Mr. Gilchrest learned of what is happening at Fort Meade after being alerted by his constituents, said Kathy Hicks, who manages the congressman's Glen Burnie office.
Last week, the Maryland Department of the Environment imposed a $10,000 fine on the military for improper hazardous waste management. The fine cited 82 violations dating to 1989.
The penalties come two years after an EPA study found that 31 sites at the base could be contaminated with hazardous waste.
According to the Department of Environment complaint, inspections in 1989 found 100 square feet of stained soil next to five 55-gallon drums of dry cleaning solvents behind the Fabric Care facility.

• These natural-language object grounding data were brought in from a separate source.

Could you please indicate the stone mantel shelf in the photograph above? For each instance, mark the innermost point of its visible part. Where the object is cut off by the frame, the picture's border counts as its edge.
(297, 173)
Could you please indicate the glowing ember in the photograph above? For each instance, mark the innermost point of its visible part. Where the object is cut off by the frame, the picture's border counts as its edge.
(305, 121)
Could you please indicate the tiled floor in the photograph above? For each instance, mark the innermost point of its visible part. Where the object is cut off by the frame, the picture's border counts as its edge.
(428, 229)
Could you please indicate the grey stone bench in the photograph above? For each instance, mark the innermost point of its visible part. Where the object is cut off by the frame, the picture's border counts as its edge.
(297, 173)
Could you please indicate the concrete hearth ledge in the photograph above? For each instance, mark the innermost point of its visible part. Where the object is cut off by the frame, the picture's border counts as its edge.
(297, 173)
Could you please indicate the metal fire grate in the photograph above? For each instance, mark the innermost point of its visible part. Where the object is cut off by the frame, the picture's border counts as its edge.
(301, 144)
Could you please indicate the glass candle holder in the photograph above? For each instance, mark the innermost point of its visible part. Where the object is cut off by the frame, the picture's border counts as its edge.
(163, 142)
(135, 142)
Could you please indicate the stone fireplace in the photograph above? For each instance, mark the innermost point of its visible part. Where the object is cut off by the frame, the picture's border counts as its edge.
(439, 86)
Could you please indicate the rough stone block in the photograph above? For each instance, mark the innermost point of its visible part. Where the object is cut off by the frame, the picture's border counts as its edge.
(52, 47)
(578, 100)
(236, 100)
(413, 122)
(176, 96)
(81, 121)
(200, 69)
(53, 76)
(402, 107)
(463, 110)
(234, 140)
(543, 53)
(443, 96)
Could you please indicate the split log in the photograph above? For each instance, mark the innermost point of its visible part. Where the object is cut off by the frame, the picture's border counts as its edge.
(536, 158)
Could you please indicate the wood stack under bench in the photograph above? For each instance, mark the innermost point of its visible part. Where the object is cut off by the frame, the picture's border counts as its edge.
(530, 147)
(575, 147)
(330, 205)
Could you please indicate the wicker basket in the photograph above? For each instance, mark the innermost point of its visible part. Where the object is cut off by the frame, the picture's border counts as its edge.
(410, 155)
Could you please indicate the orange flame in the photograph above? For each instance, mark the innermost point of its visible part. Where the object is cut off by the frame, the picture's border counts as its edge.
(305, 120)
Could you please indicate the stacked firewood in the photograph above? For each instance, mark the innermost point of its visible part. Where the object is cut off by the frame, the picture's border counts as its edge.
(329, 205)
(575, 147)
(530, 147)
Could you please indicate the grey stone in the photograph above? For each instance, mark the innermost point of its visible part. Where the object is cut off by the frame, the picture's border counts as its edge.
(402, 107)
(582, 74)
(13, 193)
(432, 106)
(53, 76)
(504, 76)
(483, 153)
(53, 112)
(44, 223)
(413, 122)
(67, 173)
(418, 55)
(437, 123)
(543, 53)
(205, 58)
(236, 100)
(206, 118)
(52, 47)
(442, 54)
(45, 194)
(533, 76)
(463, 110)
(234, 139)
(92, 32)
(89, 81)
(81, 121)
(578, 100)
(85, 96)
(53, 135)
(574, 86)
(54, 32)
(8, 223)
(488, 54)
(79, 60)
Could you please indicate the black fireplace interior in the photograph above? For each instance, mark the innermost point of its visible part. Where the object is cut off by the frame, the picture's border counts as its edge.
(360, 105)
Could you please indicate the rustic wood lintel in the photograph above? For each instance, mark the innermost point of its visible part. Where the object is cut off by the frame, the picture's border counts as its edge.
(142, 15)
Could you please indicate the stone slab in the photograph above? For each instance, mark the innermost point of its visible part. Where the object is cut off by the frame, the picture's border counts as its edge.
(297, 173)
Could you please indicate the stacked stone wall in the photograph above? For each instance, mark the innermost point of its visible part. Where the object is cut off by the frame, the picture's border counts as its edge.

Soil studies by Target Environmental Services found the soil contained perchloroethylene (PCE), a hazardous waste and substance.
In 1990, "A soil gas survey . . . confirmed the presence of both PCE and trichloroethylene," the complaint states. The highest levels of the hazardous wastes were in the vicinity of the Fabric Care facility, storm sewer and drum storage area.
Other inspections from August 1992 to April 1994 found recurring cases of improperly labeled drums of hazardous waste, improper storage of the waste, incomplete training records and poorly maintained inspection logs.
Michael Sullivan, Department of Environment spokesman, said no one has been harmed in the violations cited since 1992 and that many have been corrected. The fine was issued to keep further violations from occurring, he said.
"You have to be sure that a pattern doesn't develop," Mr. Sullivan said. "You have to make sure they're aware that it's up to us that those things are done on a consistent basis."
Don McClow, spokesman for Fort Meade, said he cannot comment on the fine or the violations until he speaks with environmental officers.
Mr. Gilchrest also will meet with Col. Robert G. Morris III, Fort Meade garrison commander, on Monday.
According to the Department of Environment, Fort Meade generates more than 1,000 kilograms of hazardous waste each month, including solvents, acids, paints, batteries, pesticides, oils and photographic chemicals.
The department also has asked Fort Meade to submit a time schedule saying when the administration will approve some means of environmental testing, including installing four monitoring wells to determine the amount of contamination at the Fabric Care facility.